Archive for May 1st, 2008

You Can’t Handle the Truth

For the Google generation, what happens to the concepts of truth and knowledge in a user-generated world of information saturation? 

This question posed in an excellent, thought-provoking article by Monica Hesse in the Washington Post (”Truth: Can You Handle It? Better Yet: Do You Know It When You See It?”) has profound implications for educators.  It has become an irritating cliche that children do not need to cram their heads full of facts when they can merely Google their way through the sum of human knowledge.  But repeat inaccurate information enough times, and it becomes universally accepted as fact.  The paper cites an apocryphal quote from Abraham Lincoln, falsely attributed to the 16th President on over 11,000 web sites “including quote resources Brainy Quote and World of Quotes.” 

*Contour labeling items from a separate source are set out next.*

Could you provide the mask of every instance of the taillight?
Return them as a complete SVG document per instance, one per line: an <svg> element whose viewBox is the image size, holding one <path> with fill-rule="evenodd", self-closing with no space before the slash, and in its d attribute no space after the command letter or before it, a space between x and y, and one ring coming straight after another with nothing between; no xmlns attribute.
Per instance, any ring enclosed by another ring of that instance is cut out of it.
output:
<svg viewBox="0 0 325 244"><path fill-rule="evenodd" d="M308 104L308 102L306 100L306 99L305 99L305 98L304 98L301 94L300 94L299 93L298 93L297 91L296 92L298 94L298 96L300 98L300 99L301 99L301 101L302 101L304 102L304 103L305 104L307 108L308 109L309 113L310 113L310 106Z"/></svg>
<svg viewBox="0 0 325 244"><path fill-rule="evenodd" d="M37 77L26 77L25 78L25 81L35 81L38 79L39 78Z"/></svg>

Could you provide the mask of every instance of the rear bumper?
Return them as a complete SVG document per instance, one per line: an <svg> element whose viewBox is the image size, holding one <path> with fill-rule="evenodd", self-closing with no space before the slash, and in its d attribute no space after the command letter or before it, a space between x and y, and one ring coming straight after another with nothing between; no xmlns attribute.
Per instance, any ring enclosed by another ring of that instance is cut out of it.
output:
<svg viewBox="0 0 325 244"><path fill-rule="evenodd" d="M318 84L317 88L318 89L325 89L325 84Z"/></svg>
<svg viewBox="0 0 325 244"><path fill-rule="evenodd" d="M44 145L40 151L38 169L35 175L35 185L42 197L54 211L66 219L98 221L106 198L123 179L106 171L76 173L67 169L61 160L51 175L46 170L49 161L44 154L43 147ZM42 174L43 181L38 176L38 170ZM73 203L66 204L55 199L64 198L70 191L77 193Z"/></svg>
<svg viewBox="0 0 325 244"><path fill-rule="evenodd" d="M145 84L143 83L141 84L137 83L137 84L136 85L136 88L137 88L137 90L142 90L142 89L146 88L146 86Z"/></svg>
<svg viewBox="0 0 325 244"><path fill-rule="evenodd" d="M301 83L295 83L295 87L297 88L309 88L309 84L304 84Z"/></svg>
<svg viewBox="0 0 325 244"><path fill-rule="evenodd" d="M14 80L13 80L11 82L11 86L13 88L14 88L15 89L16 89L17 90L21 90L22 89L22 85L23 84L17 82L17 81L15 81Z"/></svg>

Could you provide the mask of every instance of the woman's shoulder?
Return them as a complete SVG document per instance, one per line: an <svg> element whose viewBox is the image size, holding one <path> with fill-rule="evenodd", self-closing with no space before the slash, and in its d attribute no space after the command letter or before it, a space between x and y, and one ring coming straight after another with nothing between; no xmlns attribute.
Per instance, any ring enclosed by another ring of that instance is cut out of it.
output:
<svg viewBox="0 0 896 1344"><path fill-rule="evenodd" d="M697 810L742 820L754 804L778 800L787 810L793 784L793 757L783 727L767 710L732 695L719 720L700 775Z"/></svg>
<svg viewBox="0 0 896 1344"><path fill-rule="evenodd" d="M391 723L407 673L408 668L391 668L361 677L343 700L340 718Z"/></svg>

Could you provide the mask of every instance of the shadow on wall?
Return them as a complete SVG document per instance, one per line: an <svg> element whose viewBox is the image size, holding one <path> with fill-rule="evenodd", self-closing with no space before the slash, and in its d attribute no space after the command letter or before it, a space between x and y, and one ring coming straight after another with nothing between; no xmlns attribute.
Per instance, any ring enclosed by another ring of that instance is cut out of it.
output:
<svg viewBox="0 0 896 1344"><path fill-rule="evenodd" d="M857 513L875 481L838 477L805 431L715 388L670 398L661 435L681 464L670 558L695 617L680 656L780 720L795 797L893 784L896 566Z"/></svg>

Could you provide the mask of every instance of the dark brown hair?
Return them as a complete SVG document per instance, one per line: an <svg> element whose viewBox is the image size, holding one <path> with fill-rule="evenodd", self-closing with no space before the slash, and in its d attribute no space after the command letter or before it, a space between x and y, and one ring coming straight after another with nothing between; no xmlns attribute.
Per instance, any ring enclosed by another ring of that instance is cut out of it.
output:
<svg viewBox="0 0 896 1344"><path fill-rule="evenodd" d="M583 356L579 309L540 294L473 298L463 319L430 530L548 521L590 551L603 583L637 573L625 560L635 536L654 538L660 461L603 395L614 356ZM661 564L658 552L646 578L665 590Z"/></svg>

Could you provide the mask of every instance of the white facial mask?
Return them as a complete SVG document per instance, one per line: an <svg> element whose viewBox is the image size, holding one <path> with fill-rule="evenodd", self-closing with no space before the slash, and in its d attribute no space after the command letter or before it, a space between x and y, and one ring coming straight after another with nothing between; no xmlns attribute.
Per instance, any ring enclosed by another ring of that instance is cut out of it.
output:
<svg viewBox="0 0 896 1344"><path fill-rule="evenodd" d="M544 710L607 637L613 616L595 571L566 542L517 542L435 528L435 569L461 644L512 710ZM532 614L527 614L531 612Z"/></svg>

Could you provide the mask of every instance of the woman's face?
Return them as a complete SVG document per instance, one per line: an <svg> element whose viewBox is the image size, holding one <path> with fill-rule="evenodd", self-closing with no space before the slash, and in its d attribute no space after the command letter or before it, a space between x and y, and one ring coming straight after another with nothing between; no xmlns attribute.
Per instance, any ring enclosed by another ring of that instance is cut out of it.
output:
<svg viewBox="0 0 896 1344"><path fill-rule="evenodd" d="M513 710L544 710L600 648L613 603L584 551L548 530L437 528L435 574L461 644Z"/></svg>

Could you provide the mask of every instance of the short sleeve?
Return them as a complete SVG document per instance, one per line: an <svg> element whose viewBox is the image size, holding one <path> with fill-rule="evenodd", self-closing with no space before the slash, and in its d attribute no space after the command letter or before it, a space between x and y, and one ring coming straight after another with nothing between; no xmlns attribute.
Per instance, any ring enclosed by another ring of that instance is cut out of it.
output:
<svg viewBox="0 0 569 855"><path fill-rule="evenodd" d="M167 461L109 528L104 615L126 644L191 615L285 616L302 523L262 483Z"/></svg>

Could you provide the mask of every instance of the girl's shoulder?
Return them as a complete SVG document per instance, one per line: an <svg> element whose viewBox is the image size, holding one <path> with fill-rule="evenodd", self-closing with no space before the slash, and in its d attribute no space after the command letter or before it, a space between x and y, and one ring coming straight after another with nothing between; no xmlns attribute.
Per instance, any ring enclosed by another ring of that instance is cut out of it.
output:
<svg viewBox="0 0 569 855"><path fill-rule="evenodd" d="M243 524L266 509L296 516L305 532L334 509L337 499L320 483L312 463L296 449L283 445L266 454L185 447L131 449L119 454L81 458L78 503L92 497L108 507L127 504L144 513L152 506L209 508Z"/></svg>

Comedian Stephen Colbert coined the term “wikiality” to describe this phenomenon, meaning “a reality where, if enough people agree with a notion, it must be true.” Information specialists have another label for it: the death of information literacy.

The Post notes an interesting experiment by the Hoover Institution: When 100 terms from U.S. history books were entered into Google, the topics’ Wikipedia articles were the first hits 87 times.  “If it’s wrong is the big If, the question that plagues librarians and teachers today,” notes the Post.  “Of course, the information might be right–in one study, published in Nature, that reviewed scientific entries side-by-side, Wikipedia was found to be only slightly less reliable than Encyclopedia Britannica (four errors to Britannica’s every three). There’s at least a decent chance that the wisdom of the crowds is fine wisdom indeed.”

“Information is about tidbits, crumbs of data,” Hesse notes. “Information can be carried around on a Trivial Pursuit card. Information says, ‘It’s currently 95 degrees in Anchorage.’  Knowledge is different. Knowledge is about context — about knowing what to do with accumulated information. Knowledge is saying, “Dude, based on what I know of Alaska, it’s never 95 degrees in Anchorage.”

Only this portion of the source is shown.